Friday, July 21, 2017

The earth stood still because it misread Beirut traffic lights (and other geographical indications in Lebanon)

Artwork by Tarek Chemaly and Fady Chahine
Well there you go, the earth stood still - it took the Beirut traffic lights seriously when they are nothing more than mere suggestions. On intersections with police officers on them, giving contradictory signals to the ones on the lights, please do not move before he finishes his discussion with his long lost "khayye habibi" who happens to have wanted to take a turn to the right but criss-crossed three lanes (causing almost four accidents) to speak to the policeman in question.
I was once in Dahyeh asking about a certain address, the indications given to me by a young man were like - "take your left then you see a parked red car, after the car go right, there's a sign for a butcher but he might be closed, cross to the right - there's a van on the corner - and the building you want is right there".
Lo and behold, the red car was there, the butcher was closed, the van was right on the spot, and the building was right there. With a small problem: It had no entrance. As in seriously, I went behind it, in front of it, to the sides, but there was no entrance. So I dutifully went back to the man and explained to him my issue. He looked at me as if to say "must I do everything in this town?" so on we went again to the red car, the closed butcher, the van, and when we go to the building the young man went to the side of it, took off a zinc piece of metal which was laid there and showed me what could be described as hole-in-the-wall-cum-entrance for an eight story building. "There! Can't you see the entrance?"

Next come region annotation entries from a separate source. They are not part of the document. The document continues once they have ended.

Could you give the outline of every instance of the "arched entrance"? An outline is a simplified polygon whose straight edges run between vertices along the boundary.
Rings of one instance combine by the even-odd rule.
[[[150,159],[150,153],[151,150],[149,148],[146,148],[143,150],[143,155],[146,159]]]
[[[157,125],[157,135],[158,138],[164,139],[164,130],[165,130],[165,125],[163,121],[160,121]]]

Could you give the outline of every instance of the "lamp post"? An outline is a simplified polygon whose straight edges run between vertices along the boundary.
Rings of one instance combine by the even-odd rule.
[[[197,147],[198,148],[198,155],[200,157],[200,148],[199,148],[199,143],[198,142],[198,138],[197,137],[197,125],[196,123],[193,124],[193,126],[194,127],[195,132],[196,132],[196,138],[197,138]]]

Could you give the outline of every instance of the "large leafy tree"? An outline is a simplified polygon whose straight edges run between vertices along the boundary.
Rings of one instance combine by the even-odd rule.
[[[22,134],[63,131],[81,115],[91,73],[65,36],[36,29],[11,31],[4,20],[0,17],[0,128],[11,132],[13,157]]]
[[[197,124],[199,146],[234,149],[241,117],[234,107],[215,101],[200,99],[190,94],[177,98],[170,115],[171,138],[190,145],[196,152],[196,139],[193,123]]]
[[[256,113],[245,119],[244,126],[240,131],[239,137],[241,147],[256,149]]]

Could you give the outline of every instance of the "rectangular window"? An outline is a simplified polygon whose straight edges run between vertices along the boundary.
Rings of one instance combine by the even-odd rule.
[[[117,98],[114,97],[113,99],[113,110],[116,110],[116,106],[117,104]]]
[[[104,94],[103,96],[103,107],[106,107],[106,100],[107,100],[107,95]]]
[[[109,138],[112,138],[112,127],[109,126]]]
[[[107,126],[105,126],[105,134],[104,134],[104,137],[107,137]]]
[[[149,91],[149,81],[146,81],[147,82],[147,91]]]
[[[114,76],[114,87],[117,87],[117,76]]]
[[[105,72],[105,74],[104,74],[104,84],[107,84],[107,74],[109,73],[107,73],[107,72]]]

Of course, such incidents are not unusual - if you ever take a bus to the north, on the way back, it is often that passengers ask to be deposited as "jisr el khachab" - the wooden bridge. It happened several times and it left me puzzled, whenever the bus would stop there was no bridge in sight, neither wooden nor otherwise.
So I took my guts in both hands and asked the driver about it. Needless to say, he gave me the same look that man in Dahyeh did - must I explain everything to dim-witted Beirutis? - and he showed me a wooden element which goes right above the water-channeling ditch right where he parked. "See?" he self-evidently said. "That's a wooden bridge". Apparently, the presence of a small piece of wood above a ditch to help passengers go to the other side of it is deemed enough to be called bridge.
Now of course, sometimes it's pushing it, on a bill from Electricite du Liban, the famous American University of Beirut was described as, "opposite McDonald's". Which brings us to "7ad wayn aloulak?" - whenever you hear this, run!